El diario asunceno “Última Hora”, y otros medios. a partir de estudios locales, coincide con las conclusiones del informe del BID: “Para la gente, el Gobierno se aplaza en seguridad en estos primeros meses. El 97 % de la gente opina que dicha área en la  administración de Horacio Cartes está peor con respecto a gobiernos anteriores.   Solo el 3 % afirma que la situación mejoró. Este es el resultado de la encuesta realizada por Ibope-CIES para el diario Última Hora, Telefuturo y Radio Monumental” (Ver: http://www.ultimahora.com/cartes-porque-uno-murio-no-podemos-hablar-inseguridad-nacional-n744594.html).
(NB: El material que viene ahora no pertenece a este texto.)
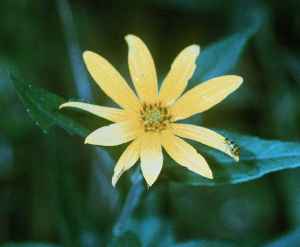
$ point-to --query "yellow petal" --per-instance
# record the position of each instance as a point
(151, 157)
(128, 158)
(185, 155)
(110, 81)
(205, 96)
(109, 113)
(181, 71)
(206, 137)
(114, 134)
(142, 69)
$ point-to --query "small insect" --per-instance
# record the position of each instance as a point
(234, 149)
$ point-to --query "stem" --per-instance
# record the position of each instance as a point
(131, 202)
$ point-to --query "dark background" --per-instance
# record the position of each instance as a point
(55, 189)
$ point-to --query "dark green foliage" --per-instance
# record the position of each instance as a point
(54, 189)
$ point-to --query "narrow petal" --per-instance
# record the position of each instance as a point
(206, 137)
(114, 134)
(142, 69)
(151, 157)
(110, 81)
(205, 96)
(185, 155)
(109, 113)
(128, 158)
(181, 71)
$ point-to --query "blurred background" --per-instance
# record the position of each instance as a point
(54, 189)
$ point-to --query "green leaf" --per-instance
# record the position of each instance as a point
(43, 106)
(28, 244)
(258, 157)
(222, 56)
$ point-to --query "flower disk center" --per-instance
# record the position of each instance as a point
(155, 117)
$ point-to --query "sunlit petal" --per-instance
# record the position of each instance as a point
(180, 73)
(151, 157)
(142, 69)
(185, 155)
(205, 96)
(110, 81)
(206, 137)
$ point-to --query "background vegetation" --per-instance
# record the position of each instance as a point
(54, 189)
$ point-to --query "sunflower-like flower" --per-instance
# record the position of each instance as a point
(148, 119)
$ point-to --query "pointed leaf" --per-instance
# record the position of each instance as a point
(258, 158)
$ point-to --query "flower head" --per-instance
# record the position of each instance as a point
(148, 119)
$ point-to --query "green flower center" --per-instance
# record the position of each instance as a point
(155, 117)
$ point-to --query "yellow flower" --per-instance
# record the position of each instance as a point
(148, 119)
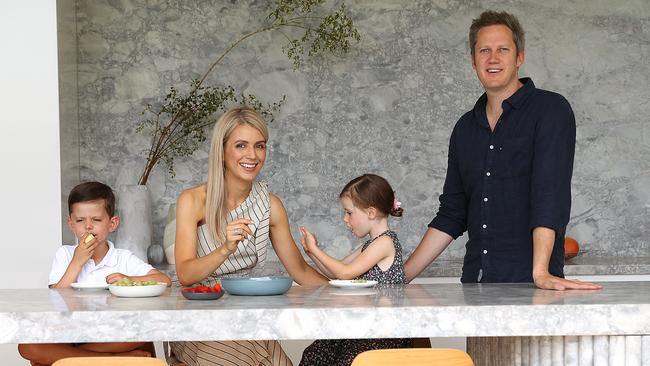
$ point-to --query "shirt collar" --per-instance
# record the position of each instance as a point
(515, 101)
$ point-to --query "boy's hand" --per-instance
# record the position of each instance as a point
(84, 251)
(237, 231)
(308, 240)
(114, 277)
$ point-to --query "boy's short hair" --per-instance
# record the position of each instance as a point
(92, 191)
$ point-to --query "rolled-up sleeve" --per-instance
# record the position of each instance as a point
(452, 214)
(554, 151)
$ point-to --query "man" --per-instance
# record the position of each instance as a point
(509, 171)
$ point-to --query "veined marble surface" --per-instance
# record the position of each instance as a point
(440, 310)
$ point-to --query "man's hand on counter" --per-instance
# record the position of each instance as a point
(549, 282)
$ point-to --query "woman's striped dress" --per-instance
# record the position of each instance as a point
(249, 254)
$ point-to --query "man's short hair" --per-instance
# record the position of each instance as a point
(92, 191)
(491, 17)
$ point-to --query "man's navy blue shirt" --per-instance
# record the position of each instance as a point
(502, 184)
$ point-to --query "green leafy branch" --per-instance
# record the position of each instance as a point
(179, 127)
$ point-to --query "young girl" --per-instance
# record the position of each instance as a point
(367, 202)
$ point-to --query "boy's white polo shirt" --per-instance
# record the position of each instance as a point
(115, 261)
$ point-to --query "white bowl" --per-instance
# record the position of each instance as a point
(138, 291)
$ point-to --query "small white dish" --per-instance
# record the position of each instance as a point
(138, 291)
(353, 283)
(89, 285)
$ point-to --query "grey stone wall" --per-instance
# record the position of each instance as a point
(387, 107)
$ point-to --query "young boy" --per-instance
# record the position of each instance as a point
(92, 218)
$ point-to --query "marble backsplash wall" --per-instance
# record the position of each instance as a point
(388, 107)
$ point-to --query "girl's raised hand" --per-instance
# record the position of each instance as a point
(308, 240)
(236, 231)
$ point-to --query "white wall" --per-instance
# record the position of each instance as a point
(29, 148)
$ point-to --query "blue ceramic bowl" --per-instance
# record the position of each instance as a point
(256, 286)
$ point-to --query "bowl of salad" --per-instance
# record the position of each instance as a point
(128, 288)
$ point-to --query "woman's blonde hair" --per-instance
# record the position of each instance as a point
(215, 205)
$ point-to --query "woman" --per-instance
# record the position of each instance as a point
(224, 226)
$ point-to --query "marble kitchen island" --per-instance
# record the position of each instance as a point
(608, 326)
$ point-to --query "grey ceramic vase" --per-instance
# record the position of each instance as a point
(135, 230)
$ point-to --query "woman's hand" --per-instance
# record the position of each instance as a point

En consecuencia, sin la menor experiencia política, carente de un equipo de buenos colaboradores, Cartes carece incluso de la más elemental buena información (no hablemos ya de análisis y políticas públicas) acerca de todas las áreas y dimensiones de sus competencias presidencials, empezando por cuestiones estratégicas, en las cuales está naufragando, como las de la inseguridad ciudadana (que incluye el peligro de la banda narcoterrorista del auto denominado Ejército del Pueblo Paraguayo, EPP), la indefensión internacional de los intereses nacionales en un escenario regional adverso para el Paraguay, en especial en el Merc-Unasur, a causa de las agresiones ilegales e ilegítimas originadas en los regímenes neototalitarios y neo imperialistas castro-chavistas, los del “socialismo siglo XXI”, a los cuales está sometiendo al Paraguay, nada menos que su presidente y señor feudal, con un pasado de narcotraficante y de lavador de dinero, Horacio Cartes. Todo hace pensar, por consiguiente, que el Paraguay no logra salir de la crisis de Estado, que viene de largo tiempo atrás y exhibe señales de estar agravándose con el desgobierno actual.